Bilderbuchsonntag

An Abend bevor wir zum Helenesee fuhren, gabs Bratkartoffeln, Matjes und grüne Bohnen und ich zauberte aus zwei Hand voll roter Johannisbeeren, die mir roh gegessen zu sauer waren, eine Tarte:
Johannisbeertarte
Der Nachbar schräg über uns feierte, auf dem Balkon stand eine Herde Menschen, die alberte und witzelte und ich wunderte mich, dass dieser ältere Herr so junge Menschen zu sich einlädt (also was heißt jung, das klang so wie bei uns). Als ich diskret rüberlinste, wer da so stand, sah ich: Die waren alle zwischen 40 und 50, unser Alter, etwas jünger vielleicht.

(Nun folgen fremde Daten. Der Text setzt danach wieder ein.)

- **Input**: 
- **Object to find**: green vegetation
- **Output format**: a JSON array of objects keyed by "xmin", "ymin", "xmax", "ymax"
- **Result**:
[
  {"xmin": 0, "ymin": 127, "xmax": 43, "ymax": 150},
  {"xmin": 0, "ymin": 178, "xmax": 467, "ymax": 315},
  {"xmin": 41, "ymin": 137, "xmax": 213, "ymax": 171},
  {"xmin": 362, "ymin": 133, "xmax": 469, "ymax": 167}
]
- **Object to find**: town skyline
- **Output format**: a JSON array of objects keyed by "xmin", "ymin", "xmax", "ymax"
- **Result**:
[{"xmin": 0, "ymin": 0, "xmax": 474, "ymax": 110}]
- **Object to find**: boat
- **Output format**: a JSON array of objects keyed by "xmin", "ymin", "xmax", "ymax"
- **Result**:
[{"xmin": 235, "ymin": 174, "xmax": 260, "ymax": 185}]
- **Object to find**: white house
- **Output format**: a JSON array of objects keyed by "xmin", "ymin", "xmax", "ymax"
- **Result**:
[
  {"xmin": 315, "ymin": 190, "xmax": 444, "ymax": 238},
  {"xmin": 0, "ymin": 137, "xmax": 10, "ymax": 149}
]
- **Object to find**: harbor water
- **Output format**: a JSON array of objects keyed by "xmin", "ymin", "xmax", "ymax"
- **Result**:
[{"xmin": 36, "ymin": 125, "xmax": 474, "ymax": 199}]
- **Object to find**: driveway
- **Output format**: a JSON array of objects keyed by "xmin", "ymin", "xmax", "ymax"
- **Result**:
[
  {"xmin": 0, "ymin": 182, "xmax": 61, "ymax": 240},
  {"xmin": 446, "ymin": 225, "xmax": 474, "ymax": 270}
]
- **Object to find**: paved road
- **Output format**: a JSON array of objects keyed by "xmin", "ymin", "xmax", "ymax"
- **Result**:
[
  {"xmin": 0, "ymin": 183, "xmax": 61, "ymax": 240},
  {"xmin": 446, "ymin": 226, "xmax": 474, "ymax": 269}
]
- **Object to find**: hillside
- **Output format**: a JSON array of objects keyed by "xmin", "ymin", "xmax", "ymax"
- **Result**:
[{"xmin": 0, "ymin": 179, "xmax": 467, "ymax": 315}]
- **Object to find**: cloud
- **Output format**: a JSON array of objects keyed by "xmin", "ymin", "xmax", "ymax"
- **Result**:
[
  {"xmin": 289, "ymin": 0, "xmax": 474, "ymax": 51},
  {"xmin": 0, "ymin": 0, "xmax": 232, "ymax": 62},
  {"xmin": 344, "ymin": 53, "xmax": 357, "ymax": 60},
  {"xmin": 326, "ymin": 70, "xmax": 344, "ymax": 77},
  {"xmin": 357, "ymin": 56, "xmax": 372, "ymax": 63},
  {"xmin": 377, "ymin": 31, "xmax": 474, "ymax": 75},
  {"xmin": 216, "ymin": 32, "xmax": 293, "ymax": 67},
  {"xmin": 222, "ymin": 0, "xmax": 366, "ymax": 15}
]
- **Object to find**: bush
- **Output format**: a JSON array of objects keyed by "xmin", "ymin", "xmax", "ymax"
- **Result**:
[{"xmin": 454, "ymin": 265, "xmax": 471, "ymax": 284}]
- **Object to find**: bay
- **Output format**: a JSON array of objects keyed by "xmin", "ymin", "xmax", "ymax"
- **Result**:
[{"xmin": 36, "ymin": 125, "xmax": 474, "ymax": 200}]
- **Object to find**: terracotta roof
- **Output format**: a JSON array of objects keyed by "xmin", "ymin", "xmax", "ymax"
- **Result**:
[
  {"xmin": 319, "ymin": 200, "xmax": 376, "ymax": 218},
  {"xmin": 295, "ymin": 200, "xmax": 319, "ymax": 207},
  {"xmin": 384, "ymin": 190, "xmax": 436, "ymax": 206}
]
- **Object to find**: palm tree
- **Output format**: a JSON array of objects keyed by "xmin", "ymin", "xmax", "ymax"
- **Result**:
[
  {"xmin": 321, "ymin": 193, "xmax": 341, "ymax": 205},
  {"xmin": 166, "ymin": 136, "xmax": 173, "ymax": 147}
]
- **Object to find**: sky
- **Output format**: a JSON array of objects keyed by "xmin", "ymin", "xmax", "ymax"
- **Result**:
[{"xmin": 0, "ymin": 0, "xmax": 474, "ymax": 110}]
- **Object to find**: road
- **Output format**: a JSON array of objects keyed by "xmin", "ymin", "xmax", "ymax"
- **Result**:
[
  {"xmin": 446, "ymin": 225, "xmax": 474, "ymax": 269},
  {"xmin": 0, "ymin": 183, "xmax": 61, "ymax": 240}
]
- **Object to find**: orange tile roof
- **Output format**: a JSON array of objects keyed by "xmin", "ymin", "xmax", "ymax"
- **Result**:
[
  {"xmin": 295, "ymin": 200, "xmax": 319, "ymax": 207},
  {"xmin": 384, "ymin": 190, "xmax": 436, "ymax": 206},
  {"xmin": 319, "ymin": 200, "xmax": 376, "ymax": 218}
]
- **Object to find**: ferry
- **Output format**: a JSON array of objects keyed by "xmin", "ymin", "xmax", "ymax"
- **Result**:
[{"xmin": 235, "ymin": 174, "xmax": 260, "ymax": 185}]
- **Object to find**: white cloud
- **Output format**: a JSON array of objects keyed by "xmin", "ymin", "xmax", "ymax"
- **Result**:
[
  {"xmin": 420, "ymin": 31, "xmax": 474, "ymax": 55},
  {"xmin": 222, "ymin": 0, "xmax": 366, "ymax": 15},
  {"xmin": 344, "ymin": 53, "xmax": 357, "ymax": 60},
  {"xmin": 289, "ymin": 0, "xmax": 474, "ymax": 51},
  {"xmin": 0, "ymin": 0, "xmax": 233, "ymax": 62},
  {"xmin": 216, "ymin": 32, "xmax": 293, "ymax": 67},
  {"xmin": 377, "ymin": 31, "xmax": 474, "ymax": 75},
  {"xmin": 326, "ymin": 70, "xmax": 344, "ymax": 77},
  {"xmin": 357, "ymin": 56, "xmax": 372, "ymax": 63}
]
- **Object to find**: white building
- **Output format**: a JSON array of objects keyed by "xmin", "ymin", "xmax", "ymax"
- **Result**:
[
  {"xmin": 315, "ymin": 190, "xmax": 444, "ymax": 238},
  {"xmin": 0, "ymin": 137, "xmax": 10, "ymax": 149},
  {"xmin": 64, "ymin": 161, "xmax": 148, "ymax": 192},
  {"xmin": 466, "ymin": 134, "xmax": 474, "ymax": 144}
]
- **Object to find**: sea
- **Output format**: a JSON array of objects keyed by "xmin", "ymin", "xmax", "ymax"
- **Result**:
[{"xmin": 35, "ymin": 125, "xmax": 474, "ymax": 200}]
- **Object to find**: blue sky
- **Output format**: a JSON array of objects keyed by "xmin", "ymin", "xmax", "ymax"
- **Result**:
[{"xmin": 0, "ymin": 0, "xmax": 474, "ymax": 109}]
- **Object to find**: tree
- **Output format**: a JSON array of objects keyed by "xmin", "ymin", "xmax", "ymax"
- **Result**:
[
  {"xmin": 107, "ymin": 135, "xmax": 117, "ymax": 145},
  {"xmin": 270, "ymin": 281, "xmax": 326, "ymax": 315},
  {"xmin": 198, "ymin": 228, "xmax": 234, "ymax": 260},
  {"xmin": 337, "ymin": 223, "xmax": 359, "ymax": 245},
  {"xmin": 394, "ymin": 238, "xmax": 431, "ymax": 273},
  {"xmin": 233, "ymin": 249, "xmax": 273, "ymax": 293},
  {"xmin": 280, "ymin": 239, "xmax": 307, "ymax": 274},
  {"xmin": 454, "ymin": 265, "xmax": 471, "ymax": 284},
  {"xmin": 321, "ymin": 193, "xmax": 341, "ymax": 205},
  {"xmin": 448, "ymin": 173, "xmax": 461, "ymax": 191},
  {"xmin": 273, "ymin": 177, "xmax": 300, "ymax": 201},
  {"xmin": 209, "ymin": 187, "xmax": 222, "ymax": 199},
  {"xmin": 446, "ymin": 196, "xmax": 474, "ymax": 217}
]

Und als ich am nächsten Morgen den Nachbar mal genau ansah – der ist so alt wie ich, Ende 40. Ja, das ist so eine Sache, mit Selbst- und Fremdwahrnehmung…

Der Graf und ich starteten am Sonntag morgens gaaanz langsam, stiegen um 14 Uhr ins Auto und quälten uns über Biesdorf (Dauerstau wegen Straßenbauarbeiten) aus der Stadt raus in Richtung Osten. In Müllrose verließen wir die Autobahn und fuhren in Richtung Schlaubetal, denn da gibt es einen Einstieg in den Wald in Richtung Helenesee. Gab es. Es liegen wieder ordnungsgemäß riesige Feldsteine davor, damit nicht Krethi und Plethi durch den Wald bis ans Wasser fahren.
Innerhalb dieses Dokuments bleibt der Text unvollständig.